Moderate no more. Every one of the mainline Protestant denominations has adopted a powerful position on social justice including LGBT equality, and it is for these reasons they are being seen by the religious right as a major threat to their planning. There are few within mainline progressive Christianity who are Biblical literalists - it's antithetical to their view that questioning and lifelong pursuit of understanding is paramount. You do need to unpack your assumptions about faith communities - they are NOT all the same.

joe manning said...

I'm guessing that you disagree with my saying that the demise of the USSR caused a political vacuum which the right entered since there was no longer any leftest counter-ideology. Jonathan Lethem's recent podcast on WARN corroborates and explains this contention. wikipedia.org/wiki/Jonathan_Lethem/

And I should qualify my statement that the FBI set up most of the KKK chapters during the 60's by pointing that they supposedly did so in order to plant informants. Even so, it appears that the FBI has and does coddle, nurture, and protect the RW. For example as recently as last week the FBI director said the Charleston massacre was not a hate crime. examiner.com/article/fbi-director-gets-it-wrong

While The Family is an important dissemanater of recondite theocratic propaganda according to most sociological "power theorists" the power elite holds the balance. wikipedia.org/wiki/The_Power_Elite

James Scaminaci III, PhD said...

Protestantism has at least two, if not three "End Times" scenarios. Two are known as premillennialism and postmillennialism. And, I think there is an in-between one. All Protestants believe in some kinds of "End Times." That is not disputable. The premillennialists who think they are going to raptured tend not to be activists. The postmillennialists who think they are going to stick around for the tribulations, tend to be politically active. The Christian Right has managed to span both tendencies and call for all to do their best to build the kingdom here-and-now while kicking butt on liberals and secularists, and waiting for the supernatural Jesus. The Christian Right dwarfs the Christian Identity movement and is the driving force of right-wing and Republican politics. The rest is just noise.

seeknsanity said...

Right. It only took enough wind to blow in the opposite direction for a sect or two, to change course. Have to corner the markets, right? IMO you are the same. Only one thing is paramount to you and that is the spread of your religion. If you have to take positions on either side of an issue, you do and will. However, after centuries of being the predominate force upon this planet, the world is still in a horrible state, if not worse.

mr. pop pop said...

The fall of the soviet union did not create a vacuum of leftist ideology in the United States. Once the Soviet Union collapsed the ruling elites in America were no longer faced with the need to artificially prop up a white working middle class as a propaganda tool in their fight against soviet communist expansion.
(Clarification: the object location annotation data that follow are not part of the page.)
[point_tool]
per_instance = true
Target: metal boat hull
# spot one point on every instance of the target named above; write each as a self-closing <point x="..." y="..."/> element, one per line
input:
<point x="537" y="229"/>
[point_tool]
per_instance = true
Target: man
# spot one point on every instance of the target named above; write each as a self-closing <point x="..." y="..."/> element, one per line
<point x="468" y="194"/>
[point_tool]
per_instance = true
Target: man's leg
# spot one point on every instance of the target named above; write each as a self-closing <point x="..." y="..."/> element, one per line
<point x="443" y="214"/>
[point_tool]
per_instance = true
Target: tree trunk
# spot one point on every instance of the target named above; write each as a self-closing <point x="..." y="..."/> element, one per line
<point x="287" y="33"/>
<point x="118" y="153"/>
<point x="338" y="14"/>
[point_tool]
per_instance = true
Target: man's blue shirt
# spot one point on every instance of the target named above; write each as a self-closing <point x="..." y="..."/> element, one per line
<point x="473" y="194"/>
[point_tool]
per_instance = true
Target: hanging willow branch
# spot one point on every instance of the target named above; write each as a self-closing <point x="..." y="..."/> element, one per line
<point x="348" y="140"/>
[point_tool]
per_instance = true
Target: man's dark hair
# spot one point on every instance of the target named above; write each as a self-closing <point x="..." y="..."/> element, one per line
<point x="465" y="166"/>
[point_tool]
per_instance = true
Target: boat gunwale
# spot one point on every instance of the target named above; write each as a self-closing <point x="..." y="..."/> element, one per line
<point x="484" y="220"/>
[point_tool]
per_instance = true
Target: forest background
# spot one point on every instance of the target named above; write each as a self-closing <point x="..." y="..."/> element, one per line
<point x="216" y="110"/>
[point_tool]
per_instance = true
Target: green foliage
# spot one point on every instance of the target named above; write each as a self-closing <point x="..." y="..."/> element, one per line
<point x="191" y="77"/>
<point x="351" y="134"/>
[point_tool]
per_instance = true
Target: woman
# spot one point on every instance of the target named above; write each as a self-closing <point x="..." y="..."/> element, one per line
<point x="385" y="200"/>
Thus the fiscal safety net was systemically pulled from under the white middle class which facilitated far right extremism entry into a large portion of their body politic.

Simply stated I'm having a hard time making it somebody has to be there blame
those others not quite americans.

joe manning said...

I would argue that the implosion of the USSR was a crucial factor in the rise of global neo-Nazism. Jonathan Lethem and CD discuss this very topic in the latest WARN podcast.

I agree with your contention that the US right wing expands automatically regardless of international events and the same rule applies internationally. But certainly the crisis in leftist thought caused by the implosion of USSR acted to catalyze domestic and international rightists.